DEV Community

Cover image for Add a friendly HTTP polling to your API with Retry-After
David Bernard
David Bernard

Posted on • Originally published at github.com

Add a friendly HTTP polling to your API with Retry-After

Polling is a way to handle long, delayed, queued, asynchron work without blocking a TCP connection. To do (long) polling on http server we need at least 2 endpoints:

  • The endpoint to start the work (eg: POST /start_work or POST /workfor REST like api)
  • The endpoint to provide the result of the work when ready, or a "not ready yet" status to tell "retry later" (eg GET /work/{work_id})

sequence diagram based on body content

This approach implies a per endpoint logic :-( , handled by the Caller!

  • How to read work_id from the result of POST /start_work ? Is the status-code is 200 or 202 ?
  • How to convert work_id into url request for GET /work/{work_id} and handle the response (ready vs not ready) ?
  • What is the retry interval? Is it defined in the documentation, as an arbitrary value or as optional info in the response ?

Concept Evolution: use http redirect & retry-after

  • The server provides not the interval but an estimation for when to try next time via Retry-After http attribute (case insensitive).
  • The server provides the endpoint to get the result via the 303 SEE_OTHER status code and the Location http attribute (and indirectly triggers the retry).
  • The information are provided via http status code & attributes like handling of authentication, trace, circuit breaker, rate-limit...

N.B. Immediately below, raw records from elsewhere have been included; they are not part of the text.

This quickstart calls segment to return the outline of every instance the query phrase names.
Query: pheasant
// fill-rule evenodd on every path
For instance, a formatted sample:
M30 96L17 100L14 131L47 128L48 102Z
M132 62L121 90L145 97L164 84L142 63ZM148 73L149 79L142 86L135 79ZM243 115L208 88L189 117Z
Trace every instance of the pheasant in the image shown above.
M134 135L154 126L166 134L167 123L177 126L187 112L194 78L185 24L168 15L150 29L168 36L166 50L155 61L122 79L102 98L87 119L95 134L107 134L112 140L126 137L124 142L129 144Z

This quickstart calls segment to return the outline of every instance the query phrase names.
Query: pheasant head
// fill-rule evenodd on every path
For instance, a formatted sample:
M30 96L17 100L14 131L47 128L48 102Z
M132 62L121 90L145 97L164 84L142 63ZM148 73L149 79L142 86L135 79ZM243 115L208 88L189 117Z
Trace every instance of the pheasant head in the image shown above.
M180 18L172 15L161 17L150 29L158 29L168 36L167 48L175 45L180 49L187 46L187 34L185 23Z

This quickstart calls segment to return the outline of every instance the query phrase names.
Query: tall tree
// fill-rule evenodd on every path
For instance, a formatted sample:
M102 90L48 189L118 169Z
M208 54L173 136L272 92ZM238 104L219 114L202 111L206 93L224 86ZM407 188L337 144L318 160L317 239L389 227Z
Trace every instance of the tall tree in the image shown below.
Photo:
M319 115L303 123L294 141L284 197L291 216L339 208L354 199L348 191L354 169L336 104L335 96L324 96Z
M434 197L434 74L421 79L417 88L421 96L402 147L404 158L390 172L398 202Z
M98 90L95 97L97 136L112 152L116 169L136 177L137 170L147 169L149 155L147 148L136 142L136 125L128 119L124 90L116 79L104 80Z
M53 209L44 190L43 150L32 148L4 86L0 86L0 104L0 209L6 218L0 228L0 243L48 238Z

So on caller side, the logic can be handled in a endpoint agnostic way (eg at the user-agent wrapper level), and reuse for every endpoint that use polling.

On server side, switching between polling and direct response is transparent for the caller.

sequence diagram with using status & header

✅ Pros

  • server can adjust Retry-After, with estimation based on current load, progress of the work,...
  • server can adjust the location of the response maybe to add complementary query parameters,...
  • the protocol becomes is agnostic of the endpoint (may could become a "standard")
  • the caller & user-agent are free to handle the polling as they want, it could like in the first example (with more information) or with a more complex way with queue intermediate state, via sidecar or proxy...
    • user-agent is free to follow redirect automatically or not, and to handle them as a blocking or non-blocking way
    • user-agent handle retry-after like retries on
    • rate-limit: 429 (Too Many Request) + Retry-After
    • downtime: 503 (Service Unavailable) + Retry-After
    • ...
    • the work_id & polling can be (nearly) hide to the Caller, it's like a regular POST request that return the response

❌ Cons

  • the Caller should handle response of GET /work/{work_id} as response of POST /start_work (both possible error,...)
  • often the implementation of user agent about following redirect, should be changed or handled by the wrapper
    • the user-agent should change the method from POST to GET on redirection (allowed for 301 (Move Permanently), 302 (Found), 303 (See Other)), this behavior can be coded at the user-agent wrapper level.
    • some user-agent don't handle Retry-After (remember http header are case insensitive)
    • Some user-agent have a maximum number of redirect (eg with curl Maximum (50) redirects followed)

References

Extracted from RFC 7231 - Hypertext Transfer Protocol (HTTP/1.1): Semantics and Content similar info available at M

  • 303 See Other

... This status code is applicable to any HTTP method. It is primarily used to allow the output of a POST action to redirect the user agent to a selected resource, since doing so provides the information corresponding to the POST response in a form that can be separately identified, bookmarked, and cached, independent of the original request. ...

  • Retry-After > ... When sent with any 3xx (Redirection) response, Retry-After indicates the minimum time that the user agent is asked to wait before issuing the redirected request. ...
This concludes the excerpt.